The Institute’s Radzinowicz Library of Criminology was named after Sir Leon Radzinowicz and the library holds the world’s largest collection of criminology material, holding around 60,000 books and maintaining stock increases of roughly 1000 a year.

Staff and Students

While the Institute is part of the Faculty of Law, it functions as a separate department; its staff are recruited from a wide array of disciplines including psychology, sociology, history and philosophy, law.  There are about 65 members of staff (academic, research and administrative staff).

The Institute has approximately 50 PhD students, 30-40 full time M.Phil students, and 200 M.St students.  The institute also offers courses to undergraduates, particularly in Law, but also in Human Social and Political Sciences and in Psychology and Behavioural Sciences.

Seminars

The Institute runs a regular series of public Seminars given by guest speakers, open to all staff and students and local/regional practitioners.  The seminars are on Thursdays at 5.30pm. Please contact if you would like to be added to our mailing list.
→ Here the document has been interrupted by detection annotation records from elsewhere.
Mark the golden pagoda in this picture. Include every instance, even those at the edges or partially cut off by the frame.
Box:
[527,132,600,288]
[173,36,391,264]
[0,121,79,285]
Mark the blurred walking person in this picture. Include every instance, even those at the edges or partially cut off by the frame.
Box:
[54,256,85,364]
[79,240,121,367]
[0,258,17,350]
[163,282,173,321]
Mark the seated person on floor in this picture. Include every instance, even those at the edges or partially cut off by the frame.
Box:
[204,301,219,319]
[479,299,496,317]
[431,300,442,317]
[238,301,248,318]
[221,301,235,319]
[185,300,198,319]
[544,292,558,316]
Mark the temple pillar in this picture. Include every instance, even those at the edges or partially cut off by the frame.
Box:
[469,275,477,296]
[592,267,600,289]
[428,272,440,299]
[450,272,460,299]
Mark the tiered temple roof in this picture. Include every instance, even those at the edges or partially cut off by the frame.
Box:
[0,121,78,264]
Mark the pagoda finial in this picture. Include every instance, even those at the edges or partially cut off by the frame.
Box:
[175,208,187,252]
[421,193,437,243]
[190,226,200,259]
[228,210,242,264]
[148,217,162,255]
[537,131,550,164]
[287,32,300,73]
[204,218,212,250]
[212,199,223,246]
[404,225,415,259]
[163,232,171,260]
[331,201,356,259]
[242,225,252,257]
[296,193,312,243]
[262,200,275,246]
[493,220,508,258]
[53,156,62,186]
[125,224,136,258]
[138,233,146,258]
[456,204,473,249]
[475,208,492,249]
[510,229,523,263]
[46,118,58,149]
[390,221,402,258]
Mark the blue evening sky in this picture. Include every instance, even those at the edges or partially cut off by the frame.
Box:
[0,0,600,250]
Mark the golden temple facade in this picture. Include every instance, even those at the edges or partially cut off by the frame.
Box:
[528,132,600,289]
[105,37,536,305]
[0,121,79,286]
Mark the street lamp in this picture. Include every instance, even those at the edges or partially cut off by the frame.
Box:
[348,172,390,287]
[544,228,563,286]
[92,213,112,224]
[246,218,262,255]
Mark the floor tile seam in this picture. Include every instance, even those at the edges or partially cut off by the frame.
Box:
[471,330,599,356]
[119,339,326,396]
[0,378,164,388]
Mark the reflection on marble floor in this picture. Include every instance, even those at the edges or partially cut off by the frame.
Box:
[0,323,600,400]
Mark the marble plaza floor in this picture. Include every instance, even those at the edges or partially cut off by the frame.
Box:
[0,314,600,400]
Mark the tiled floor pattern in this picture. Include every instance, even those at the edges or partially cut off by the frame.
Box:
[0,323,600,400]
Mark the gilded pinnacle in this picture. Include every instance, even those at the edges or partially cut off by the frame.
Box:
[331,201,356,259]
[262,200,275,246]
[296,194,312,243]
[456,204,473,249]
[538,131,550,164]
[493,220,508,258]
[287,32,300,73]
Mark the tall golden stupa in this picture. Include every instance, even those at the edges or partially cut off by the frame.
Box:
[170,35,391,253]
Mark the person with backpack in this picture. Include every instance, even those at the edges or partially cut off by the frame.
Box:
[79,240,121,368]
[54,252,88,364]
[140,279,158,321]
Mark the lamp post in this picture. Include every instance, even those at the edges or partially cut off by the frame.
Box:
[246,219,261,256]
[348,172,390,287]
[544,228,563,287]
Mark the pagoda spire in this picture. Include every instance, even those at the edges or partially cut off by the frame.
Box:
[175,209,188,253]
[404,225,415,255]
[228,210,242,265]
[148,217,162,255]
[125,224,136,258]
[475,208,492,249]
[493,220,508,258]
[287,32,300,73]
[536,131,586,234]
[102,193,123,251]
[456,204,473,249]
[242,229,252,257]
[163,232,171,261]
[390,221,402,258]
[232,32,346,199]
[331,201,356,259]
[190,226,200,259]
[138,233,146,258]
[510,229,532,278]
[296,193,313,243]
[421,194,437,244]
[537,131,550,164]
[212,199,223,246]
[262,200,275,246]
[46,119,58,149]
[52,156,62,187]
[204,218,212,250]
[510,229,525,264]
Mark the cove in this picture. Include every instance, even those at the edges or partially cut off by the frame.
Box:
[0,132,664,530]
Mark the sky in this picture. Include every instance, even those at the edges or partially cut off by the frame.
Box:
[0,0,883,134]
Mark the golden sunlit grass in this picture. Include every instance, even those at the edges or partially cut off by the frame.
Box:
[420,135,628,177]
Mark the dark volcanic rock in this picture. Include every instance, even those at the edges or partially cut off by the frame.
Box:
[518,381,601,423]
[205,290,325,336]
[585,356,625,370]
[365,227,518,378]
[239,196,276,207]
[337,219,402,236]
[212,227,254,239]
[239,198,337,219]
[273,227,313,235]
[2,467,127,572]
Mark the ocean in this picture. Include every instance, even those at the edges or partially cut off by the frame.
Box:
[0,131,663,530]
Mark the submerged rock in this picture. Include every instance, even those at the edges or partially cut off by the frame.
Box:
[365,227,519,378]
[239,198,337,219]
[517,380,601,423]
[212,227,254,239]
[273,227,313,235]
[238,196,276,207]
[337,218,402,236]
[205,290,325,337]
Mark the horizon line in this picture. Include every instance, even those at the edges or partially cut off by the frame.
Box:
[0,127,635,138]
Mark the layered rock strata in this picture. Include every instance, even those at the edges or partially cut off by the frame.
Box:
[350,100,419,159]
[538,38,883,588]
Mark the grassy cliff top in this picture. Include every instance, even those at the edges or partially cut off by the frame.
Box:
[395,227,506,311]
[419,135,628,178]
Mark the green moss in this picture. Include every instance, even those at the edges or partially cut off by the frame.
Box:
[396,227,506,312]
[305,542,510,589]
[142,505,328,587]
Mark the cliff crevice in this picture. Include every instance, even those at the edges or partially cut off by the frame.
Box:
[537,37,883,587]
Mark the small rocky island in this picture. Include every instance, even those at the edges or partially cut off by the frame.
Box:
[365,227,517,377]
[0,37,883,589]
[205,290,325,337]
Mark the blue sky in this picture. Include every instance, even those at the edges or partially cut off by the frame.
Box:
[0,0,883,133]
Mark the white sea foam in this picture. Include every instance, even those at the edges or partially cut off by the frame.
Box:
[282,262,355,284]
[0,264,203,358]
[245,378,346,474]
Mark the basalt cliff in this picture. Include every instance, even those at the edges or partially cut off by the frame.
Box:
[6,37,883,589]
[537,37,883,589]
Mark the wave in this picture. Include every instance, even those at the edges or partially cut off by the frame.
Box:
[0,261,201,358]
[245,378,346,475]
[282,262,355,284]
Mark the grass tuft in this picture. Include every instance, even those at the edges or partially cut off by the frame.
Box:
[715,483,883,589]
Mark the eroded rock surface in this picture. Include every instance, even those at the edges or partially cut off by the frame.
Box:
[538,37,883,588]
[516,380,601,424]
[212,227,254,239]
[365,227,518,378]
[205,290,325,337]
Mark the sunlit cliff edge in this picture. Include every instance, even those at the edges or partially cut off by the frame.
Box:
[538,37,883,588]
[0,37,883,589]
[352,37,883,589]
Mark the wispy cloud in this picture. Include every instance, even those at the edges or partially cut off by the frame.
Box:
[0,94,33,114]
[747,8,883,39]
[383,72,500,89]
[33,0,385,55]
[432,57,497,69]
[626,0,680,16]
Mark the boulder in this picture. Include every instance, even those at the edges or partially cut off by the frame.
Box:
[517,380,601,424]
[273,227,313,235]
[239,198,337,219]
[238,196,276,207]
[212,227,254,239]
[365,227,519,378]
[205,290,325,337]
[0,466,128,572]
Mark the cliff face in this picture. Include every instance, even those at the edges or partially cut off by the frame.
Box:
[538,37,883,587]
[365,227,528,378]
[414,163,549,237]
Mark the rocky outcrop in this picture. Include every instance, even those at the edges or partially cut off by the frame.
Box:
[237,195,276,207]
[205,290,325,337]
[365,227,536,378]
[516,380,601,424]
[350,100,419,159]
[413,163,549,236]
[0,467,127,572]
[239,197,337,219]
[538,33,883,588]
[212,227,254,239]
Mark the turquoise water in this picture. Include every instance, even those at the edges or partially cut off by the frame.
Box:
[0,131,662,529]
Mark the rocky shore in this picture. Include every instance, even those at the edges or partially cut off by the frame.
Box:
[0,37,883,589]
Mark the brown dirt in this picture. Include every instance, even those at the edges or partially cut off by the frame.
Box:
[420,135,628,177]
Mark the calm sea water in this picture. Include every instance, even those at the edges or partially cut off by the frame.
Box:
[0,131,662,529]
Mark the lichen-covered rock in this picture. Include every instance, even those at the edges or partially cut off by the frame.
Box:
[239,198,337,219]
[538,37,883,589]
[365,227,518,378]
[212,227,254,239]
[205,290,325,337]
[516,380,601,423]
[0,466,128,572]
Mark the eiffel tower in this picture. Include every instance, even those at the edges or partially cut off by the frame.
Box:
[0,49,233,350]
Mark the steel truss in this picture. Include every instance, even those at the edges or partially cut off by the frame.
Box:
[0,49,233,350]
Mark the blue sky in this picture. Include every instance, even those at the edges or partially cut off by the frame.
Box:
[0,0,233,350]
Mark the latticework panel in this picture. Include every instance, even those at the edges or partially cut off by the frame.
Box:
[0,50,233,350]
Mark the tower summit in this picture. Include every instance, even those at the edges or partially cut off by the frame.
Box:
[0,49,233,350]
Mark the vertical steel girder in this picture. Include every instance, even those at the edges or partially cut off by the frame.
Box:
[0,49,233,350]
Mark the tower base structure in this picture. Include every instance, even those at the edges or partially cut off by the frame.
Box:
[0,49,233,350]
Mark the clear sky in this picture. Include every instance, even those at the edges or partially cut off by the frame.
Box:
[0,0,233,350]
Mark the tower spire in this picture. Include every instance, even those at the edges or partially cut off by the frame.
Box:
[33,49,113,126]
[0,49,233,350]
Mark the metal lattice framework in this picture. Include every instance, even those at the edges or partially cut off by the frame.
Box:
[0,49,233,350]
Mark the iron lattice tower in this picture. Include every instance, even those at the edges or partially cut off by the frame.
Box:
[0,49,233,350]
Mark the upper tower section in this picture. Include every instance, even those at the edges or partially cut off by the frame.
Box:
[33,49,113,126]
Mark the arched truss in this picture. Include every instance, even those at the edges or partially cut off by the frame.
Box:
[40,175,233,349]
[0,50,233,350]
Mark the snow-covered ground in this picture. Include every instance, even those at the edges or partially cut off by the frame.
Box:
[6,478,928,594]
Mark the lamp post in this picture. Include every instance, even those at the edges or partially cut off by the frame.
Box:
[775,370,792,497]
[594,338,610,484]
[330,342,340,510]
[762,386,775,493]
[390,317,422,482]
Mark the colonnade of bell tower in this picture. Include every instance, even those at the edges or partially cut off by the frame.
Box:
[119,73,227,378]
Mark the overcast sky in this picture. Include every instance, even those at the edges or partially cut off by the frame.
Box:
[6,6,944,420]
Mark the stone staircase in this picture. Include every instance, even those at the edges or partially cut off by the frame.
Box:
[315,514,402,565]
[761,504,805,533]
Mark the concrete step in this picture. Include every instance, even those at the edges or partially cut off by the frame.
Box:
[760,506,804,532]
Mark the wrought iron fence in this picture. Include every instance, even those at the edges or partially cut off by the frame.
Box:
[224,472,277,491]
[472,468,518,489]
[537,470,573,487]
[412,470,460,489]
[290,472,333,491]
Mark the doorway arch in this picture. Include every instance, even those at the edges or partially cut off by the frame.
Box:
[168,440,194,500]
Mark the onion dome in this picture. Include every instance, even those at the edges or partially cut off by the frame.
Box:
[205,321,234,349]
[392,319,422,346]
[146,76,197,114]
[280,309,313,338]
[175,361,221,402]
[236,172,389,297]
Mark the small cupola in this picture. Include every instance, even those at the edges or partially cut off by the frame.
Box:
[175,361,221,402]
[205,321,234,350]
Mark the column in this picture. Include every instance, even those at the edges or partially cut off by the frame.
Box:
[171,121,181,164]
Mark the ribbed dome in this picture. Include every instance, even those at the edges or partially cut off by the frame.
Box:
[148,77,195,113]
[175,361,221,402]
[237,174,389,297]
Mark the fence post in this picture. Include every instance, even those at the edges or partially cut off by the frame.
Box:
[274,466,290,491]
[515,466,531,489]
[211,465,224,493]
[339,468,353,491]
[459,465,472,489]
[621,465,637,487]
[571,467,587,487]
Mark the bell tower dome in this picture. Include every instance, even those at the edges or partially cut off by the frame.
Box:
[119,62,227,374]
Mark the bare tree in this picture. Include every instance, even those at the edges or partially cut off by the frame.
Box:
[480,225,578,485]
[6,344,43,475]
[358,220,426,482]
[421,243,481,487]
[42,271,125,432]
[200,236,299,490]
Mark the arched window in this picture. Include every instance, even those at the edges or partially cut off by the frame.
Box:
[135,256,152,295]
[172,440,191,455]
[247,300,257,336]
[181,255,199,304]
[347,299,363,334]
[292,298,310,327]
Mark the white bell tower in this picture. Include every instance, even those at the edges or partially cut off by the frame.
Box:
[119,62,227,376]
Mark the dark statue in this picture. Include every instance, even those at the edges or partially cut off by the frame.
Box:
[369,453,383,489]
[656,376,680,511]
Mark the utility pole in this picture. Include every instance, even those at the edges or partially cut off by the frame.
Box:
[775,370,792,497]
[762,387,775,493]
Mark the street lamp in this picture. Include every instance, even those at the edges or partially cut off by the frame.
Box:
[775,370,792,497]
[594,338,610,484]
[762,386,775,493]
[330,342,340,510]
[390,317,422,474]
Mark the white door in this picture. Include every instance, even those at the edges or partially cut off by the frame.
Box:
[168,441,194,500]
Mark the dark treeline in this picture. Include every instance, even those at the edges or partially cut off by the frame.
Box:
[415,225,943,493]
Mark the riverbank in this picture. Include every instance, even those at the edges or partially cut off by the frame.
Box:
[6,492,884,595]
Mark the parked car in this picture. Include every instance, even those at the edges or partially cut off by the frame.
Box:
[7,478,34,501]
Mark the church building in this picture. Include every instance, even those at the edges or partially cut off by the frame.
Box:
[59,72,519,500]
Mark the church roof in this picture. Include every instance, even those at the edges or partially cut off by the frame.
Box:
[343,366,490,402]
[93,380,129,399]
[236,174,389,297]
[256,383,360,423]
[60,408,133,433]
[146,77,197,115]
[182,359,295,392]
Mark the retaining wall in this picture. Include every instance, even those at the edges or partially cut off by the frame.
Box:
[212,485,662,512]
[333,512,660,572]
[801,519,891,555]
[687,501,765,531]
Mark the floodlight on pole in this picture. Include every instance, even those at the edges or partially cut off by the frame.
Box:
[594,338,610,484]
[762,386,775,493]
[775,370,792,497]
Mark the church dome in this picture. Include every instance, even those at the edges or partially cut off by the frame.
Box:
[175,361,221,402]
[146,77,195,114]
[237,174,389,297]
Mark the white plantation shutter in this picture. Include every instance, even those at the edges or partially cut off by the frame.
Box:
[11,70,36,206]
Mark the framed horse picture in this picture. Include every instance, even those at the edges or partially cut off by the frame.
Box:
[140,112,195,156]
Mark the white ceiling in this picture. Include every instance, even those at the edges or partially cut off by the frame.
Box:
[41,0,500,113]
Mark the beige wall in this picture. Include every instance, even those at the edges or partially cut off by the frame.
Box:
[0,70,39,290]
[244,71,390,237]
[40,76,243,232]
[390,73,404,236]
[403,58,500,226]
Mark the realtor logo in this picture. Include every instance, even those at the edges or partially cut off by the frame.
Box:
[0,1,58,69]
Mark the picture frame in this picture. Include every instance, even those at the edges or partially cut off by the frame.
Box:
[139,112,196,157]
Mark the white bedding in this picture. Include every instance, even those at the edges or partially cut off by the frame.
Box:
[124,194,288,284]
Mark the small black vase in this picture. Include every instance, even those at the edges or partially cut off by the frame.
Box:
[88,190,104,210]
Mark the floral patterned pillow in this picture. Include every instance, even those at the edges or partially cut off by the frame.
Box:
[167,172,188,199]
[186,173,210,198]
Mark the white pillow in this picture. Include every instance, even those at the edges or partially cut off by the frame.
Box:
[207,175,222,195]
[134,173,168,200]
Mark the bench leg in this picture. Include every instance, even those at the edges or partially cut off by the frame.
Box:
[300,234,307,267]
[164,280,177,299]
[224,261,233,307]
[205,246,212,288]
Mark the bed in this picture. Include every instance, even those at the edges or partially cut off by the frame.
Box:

Wolfson Foundation and Institute Buildings

The Wolfson Foundation stated that its foundation grant for the Institute ‘was made on the understanding that suitable and permanent accommodation would be provided by the University’ (Wolfson Foundation 1960, pp.16-17). The University, however, was initially unable to meet this requirement. Two interim steps were taken: First, the Institute was granted use of some existing University premises, initially from 1959-62 at 4 Scroope Terrace and then from Easter 1962 at 7 West Road, part of the University's then developing Sidgwick Site, where a number of departments in the arts, humanities and social sciences were being housed. The building on West Road was explicitly assigned to the Institute as 'temporary premises', but this temporary occupation lasted over 40 years.

The new Institute is on eastern edge of the Sidgwick Site.  Sidgwick Site was named after the philosopher Henry Sidgwick, who studied at Cambridge in the 19th century.